All Products
Search
Document Center

DataWorks:Real-time synchronization from a single Kafka table to an OSS data lake

Last Updated:Mar 27, 2026

Data Integration supports real-time synchronization of data from single tables in data sources such as Kafka and LogHub to OSS. This topic describes how to use DataWorks Data Integration to synchronize data from Kafka to an OSS data lake in real time.

Limits

The Kafka service version must be between 0.10.2 and 2.2.0 (inclusive).

Prerequisites

Before you begin, make sure you have:

Create a real-time synchronization task

The configuration involves nine steps:

  1. Select a synchronization task type

  2. Configure network and resources

  3. Configure the synchronization link

  4. Configure alert rules (optional)

  5. Configure advanced parameters (optional)

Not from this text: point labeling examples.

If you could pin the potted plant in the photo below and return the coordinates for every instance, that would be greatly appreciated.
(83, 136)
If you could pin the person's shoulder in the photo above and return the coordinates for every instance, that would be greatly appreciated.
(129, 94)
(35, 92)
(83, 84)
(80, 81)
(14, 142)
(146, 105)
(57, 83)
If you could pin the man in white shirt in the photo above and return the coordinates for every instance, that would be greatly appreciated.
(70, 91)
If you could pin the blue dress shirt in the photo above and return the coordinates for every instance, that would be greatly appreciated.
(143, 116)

  6. Configure DDL capabilities (optional)

  7. Configure a resource group (optional)

  8. Test the synchronization task

  9. Run the synchronization task

Step 1: Select a synchronization task type

  1. Go to the Data Integration page. Log on to the DataWorks console. In the top navigation bar, select the desired region. In the left-side navigation pane, choose Data Integration > Data Integration. On the page that appears, select the desired workspace from the drop-down list and click Go to Data Integration.

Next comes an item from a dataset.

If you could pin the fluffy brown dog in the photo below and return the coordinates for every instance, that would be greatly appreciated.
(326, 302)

  2. In the left-side navigation pane, click Synchronization Task, then click Create Synchronization Task at the top of the page. Configure the following basic settings:

    Setting Value
    Source and destination KafkaOSS
    New node name A name for the synchronization task
    Synchronization method Single table real-time

Step 2: Configure network and resources

  1. In the Network And Resource Configuration section, select the Resource Group to use for the synchronization task. Allocate Task Resource Usage in Compute Units (CUs) as needed.

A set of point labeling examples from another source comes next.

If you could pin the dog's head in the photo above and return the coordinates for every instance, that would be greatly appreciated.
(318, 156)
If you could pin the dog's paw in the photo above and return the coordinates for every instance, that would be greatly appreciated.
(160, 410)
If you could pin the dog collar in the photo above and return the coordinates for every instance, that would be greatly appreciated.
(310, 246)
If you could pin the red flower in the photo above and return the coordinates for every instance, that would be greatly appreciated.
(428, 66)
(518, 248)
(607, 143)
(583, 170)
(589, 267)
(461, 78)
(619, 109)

  2. For Source Data Source, select the added kafka data source. For Destination Data Source, select the added OSS data source, then click Test Connectivity.

    image

  3. After confirming that both data sources are connected, click Next.

Step 3: Configure the synchronization link

The synchronization link has three parts: the Kafka source, an optional data processing node, and the OSS destination. Configure them in order using the wizard at the top of the configuration page.

Configure the Kafka data source

Click Kafka in the wizard to open Kafka Source Information.

image
  1. In the Kafka Source Information section, select the Kafka topic to synchronize. Adjust other parameters based on your requirements.

  2. Click Data Sampling in the upper-right corner. In the dialog box, set Start Time and Sampled Data Records, then click Start Collection. The system samples data from the specified topic for preview and downstream data processing configuration.

  3. In the Output Field Configuration section, select the fields to synchronize.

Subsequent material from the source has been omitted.